I’ve been a chubby kid forever. I mean, I remember my doctor telling me at like eight years old that I was growing like a weed and he didn’t mean height…
He was great. Fun at parties I bet.
I first went on a diet in high school. When I first lost some weight I felt high almost, like it was the best feeling ever. But then it kind of got out of hand. I talked about my struggles with binge eating in this blog post, so I won’t talk too much about it here. I never lost a lot of weight, but I would get wrapped up in this cycle of losing a moderate amount of weight fast, and then falling off the wagon and binge eating until I gained it all back. My weight did and still does fluctuate a lot.
I started hating the image in the mirror and telling myself I would be liked more if I was thin, or I could actually land myself a boyfriend if I just lost 20 pounds.
In grade 12 I bought a beautiful dress for my prom. I mean, it was gorgeous. It was a perfect fit too! I took it to a seamstress to get it hemmed and when I went for my “final fitting” a week before prom, the zipper wouldn’t close…
Oh yes. Can you imagine the immense anxiety I felt on that beautiful day in June.
Cue the hungriest week of my life. I lived on diet coke and chicken for the week before prom and lost over 10 pounds to fit into that dress.
Since then I’ve pretty much always been trying to lose weight or worrying about how much weight I’ve gained.
I gained 40 pounds in the last three years (falling in love and getting comfortable is probably the best reason to gain weight) and have managed to lose half of that. I’ve learned some things that help me to keep a positive mindset while losing weight and I hope that they help you too.
If you have been diagnosed with an eating disorder, consult a professional before attempting to lose weight. These are tips, not medical advice.
– Food is nourishment
It is easy, for me at least, to slip into the cycle of telling myself that food is to be avoided. To just drink a diet coke instead of making a meal that will fuel me. Repeating the words “food is nourishment” to myself can remind me that food is not the enemy.
– Follow a diet that works for me, and is easy to maintain
I have tried just about every diet out there; vegetarian, vegan, CICO, clean eating, atkins, etc. Keto is what I currently follow, and it works for me. Mainly because it curbs cravings, clears the mental fog, and I find that I focus more on how I feel as opposed to how I look.
– Remember that If you eat a lot of food and the scale says you’ve gained weight, it is not fat.
Oh boy do I struggle with this. I weigh myself every day. I don’t necessarily recommend this, and if I was smart I’d probably throw the scale out, but that’s a different story. When I’m feeling low because I’ve gained a couple pounds I tell myself that I ate a lot of GOOD food and it gave me energy and my stomach is full and I am happy. I haven’t suddenly gained 2 pounds of fat in 12 hours.
– Limit cheat days
If you can successfully have a cheat day each week and feel great about it, do it up. But I can’t. If I cheat on my diet I will feel like a failure and more importantly, if I come out of ketosis, I feel like I’m hungover the next morning. It’s just not a good time and limiting my cheat days helps a ton.

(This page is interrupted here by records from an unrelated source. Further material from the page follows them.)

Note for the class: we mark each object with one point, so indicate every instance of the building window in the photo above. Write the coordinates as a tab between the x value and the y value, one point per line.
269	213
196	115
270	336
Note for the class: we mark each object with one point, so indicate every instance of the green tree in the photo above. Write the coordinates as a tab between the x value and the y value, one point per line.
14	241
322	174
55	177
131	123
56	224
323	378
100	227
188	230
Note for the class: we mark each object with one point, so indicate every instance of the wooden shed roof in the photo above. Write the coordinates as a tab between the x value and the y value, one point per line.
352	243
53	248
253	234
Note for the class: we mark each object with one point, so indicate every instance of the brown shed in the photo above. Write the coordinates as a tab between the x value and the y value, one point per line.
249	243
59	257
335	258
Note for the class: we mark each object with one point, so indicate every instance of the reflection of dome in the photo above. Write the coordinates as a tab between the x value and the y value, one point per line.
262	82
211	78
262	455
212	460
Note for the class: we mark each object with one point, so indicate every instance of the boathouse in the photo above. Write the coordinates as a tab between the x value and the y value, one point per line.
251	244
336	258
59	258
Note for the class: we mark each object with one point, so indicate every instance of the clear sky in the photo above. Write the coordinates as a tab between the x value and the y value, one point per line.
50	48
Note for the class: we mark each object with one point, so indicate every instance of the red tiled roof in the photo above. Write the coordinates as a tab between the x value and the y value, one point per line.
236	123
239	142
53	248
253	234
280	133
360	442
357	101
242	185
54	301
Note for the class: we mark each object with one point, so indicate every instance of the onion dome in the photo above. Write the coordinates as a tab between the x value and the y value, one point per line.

-Remember to be kind to yourself
there are days when I wake up and think “what’s the point, I’m always going to be fat”. On those days, I try to remember that I am lucky. I am in love, and happy, and healthy even if I don’t always look like it. I am beautiful even if I don’t always feel like it. And I am valid at any stage in my weight loss journey.
There were times when I felt great at a heavier weight, and worse at a lower weight. It’s odd how addictive it is and how many women (and men) think it’s the one thing that could change them from unattractive to attractive. But if there is one thing that I want anyone to take away from this is that you are valid. You are valid at your heaviest, you are valid at your lightest, and you are beautiful.